Kita ketahui bersama persentase penyebab kecelakaan karena faktor teknis seperti cuaca, kondisi pesawat, infrastruktur penerbangan, dan human error sangat bergantung pada faktor nonteknis, dalam hal ini regulasi pemerintah, quality control, serta kultur dan struktur masyarakatnya. Pemerintah melalui kementerian perhubungan sudah saatnya menegaskan kembali penerapan National Civil Aviation Security Programme.

Peraturan Menhub No. 8 / 2015 yang mengharuskan para awak angkutan penerbangan untuk melakukan cek kesehatan sebelum mengoperasikan kendaraan.
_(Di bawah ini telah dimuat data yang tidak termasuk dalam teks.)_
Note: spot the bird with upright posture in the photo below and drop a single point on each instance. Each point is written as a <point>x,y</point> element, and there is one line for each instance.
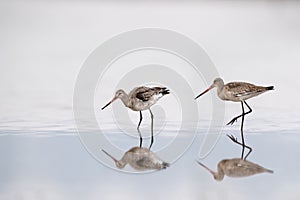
<point>236,167</point>
<point>140,159</point>
<point>237,92</point>
<point>141,98</point>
Jika awak angkutan umum tersebut terindikasi ada masalah dalam kesehatannya, kru penerbangan tidak diperbolehkan untuk menerbangkan pesawat perlu benar-benar diimplementasikan dengan penuh disiplin dan tanggung jawab.

Sebuah film yang berjudul Flight yang dibintangi oleh Denzel Washington yang memerankan William “Whip” Whitaker seorang pilot pada sebuah maskapai penerbangan penumpang komersial yang sudah berpengalaman bisa menjadi inspirasi kita. Karena kehidupan pribadinya yang karut-marut akibat perceraian, Whip lebih suka tenggelam menenggak minuman beralkohol maupun mengonsumsi obat-obat terlarang dalam upaya melupakan semua kesulitan hidupnya.
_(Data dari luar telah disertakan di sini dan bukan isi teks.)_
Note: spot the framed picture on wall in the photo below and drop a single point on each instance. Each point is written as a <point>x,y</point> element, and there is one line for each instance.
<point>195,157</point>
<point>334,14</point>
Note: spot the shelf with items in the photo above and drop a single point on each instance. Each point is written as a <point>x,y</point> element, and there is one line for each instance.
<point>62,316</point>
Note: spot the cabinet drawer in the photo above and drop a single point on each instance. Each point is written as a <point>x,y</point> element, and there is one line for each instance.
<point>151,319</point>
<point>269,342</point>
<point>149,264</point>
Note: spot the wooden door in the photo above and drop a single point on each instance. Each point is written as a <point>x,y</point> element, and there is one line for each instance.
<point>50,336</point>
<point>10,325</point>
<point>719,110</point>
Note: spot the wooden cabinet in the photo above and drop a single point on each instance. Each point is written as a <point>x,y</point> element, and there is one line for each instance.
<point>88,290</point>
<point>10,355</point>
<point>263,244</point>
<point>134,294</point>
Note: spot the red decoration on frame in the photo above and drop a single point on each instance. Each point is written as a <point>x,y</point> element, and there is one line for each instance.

Dalam film Flight, kita akan bersimpati sekaligus kesal kepada sosok pilot Whitaker karena ia menjadi salah satu penyebab hancurnya hidup orang lain. Namun di sisi lain, menjadi iba karena keperkasaannya dalam mengoptimalkan keselamatan penerbangan harus dihadiahi jeruji penjara.

Namun dalam kisah nyata tragedi Germanwings, sang kopilot Andreas Lubitz seperti ingin menjustifikasi depresinya dengan mengorbankan ratusan nyawa baik dari rekan sesama awak pesawat dan penumpangnya. Sungguh tragis. Semoga tragedi tersebut tidak akan pernah terjadi di Indonesia, negara kita tercinta.
(bbg)
Copyright © 2024 SINDOnews.com
All Rights Reserved
berita/ rendering in 0.0630 seconds (0.1#10.140)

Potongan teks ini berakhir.